In this section, we compare the VIB architecture in Section V-B with the two level mux architecture in [8] in the routability. As the VIB architecture is tileable which has been described in Section III-A, the routing channel width can be calculated by equation (3), where n is the number of wire types,  $N_k$  represents the number of this wire type,  $L_k$  means the length of this wire type. Since only length-4 wires are used in the architecture, equation (3) can be simplified to equation (4).
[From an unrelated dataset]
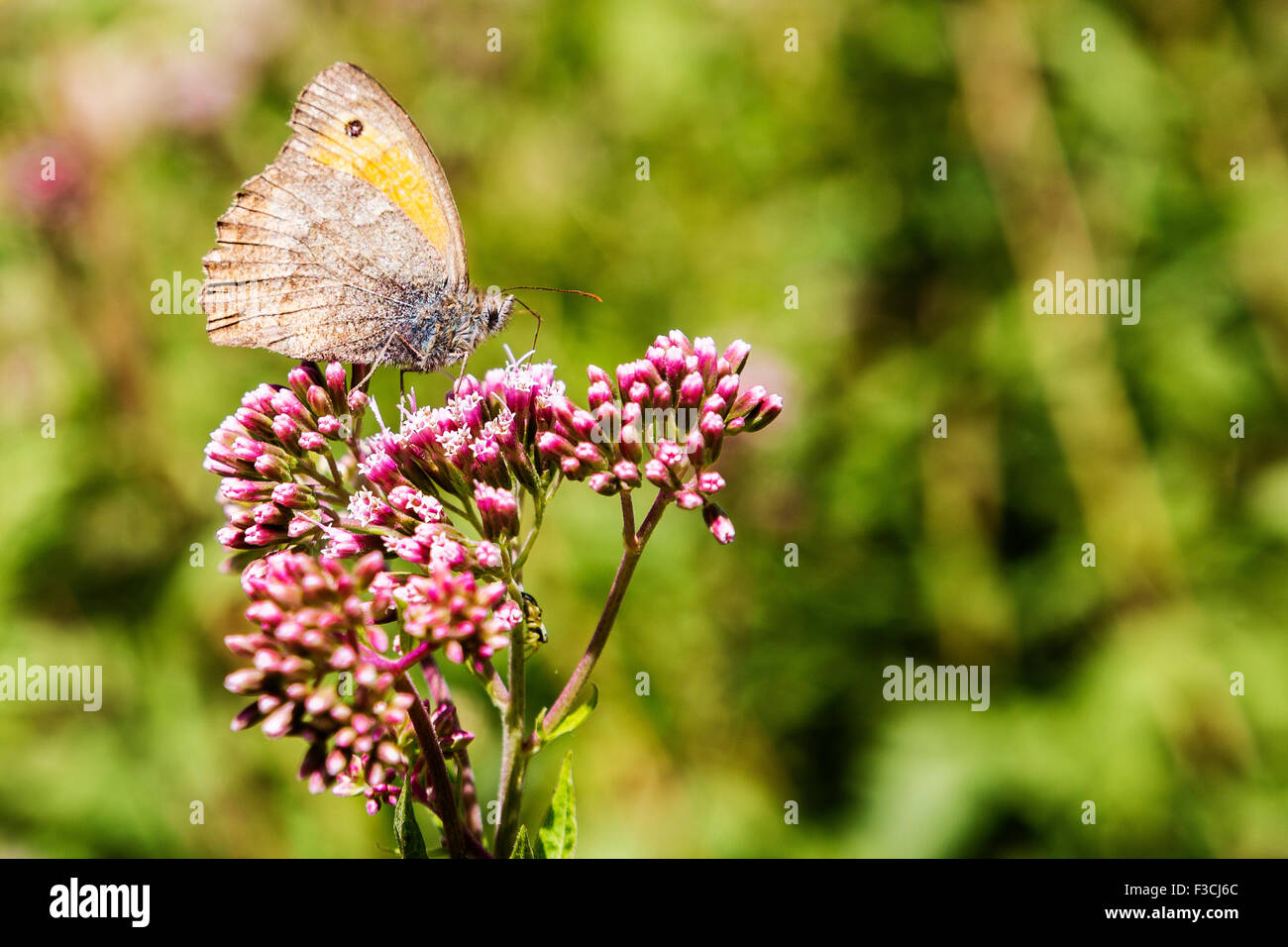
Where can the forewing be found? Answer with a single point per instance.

We use a binary search algorithm to find the minimum channel width which is similar to VPR. The router is run repeatedly to find the smallest number of tracks to route the circuit successfully. Experimental results show that the VIB architecture can improve  $W_{min}$  by 2% compared to the baseline two level mux architecture as shown in TABLE VI. Although there are fewer programmable connections in the VIB architecture, routability can be improved by increasing the interconnect utilization which is shown in Section V-C. The small improvement in routability of VIB architecture comes from the lack of fast LUT output feedbacks which connect LUT output pins with LUT input pins. All the LUT output feedbacks are connected to the L1-muxes and L2-muxes can only get connections from L1-muxes, no fast LUT output feedback. Fig. 10 shows the comparison of VIB architecture with and without fast LUT output feedback and the red line represents the fast LUT output feedback. This design approach of VIB architecture without fast LUT output feedback can improve the routability of the VIB architecture. However, it may lead to longer delay without fast LUT output feedback which has been prove in the Section V-C. In the future, fast LUT output feedback in VIB architecture will be explored to achieve better area-delay tradeoff.

$$W = 2 \times \sum_{k=1}^{n} (N_k \times L_k) \tag{3}$$

$$W = 8 \times N_k \tag{4}$$



Fig. 9. Exploration of different parameters in VIB architecture.

TABLE IV Performance of the VIB architecture compared with the two level mux architecture in [8]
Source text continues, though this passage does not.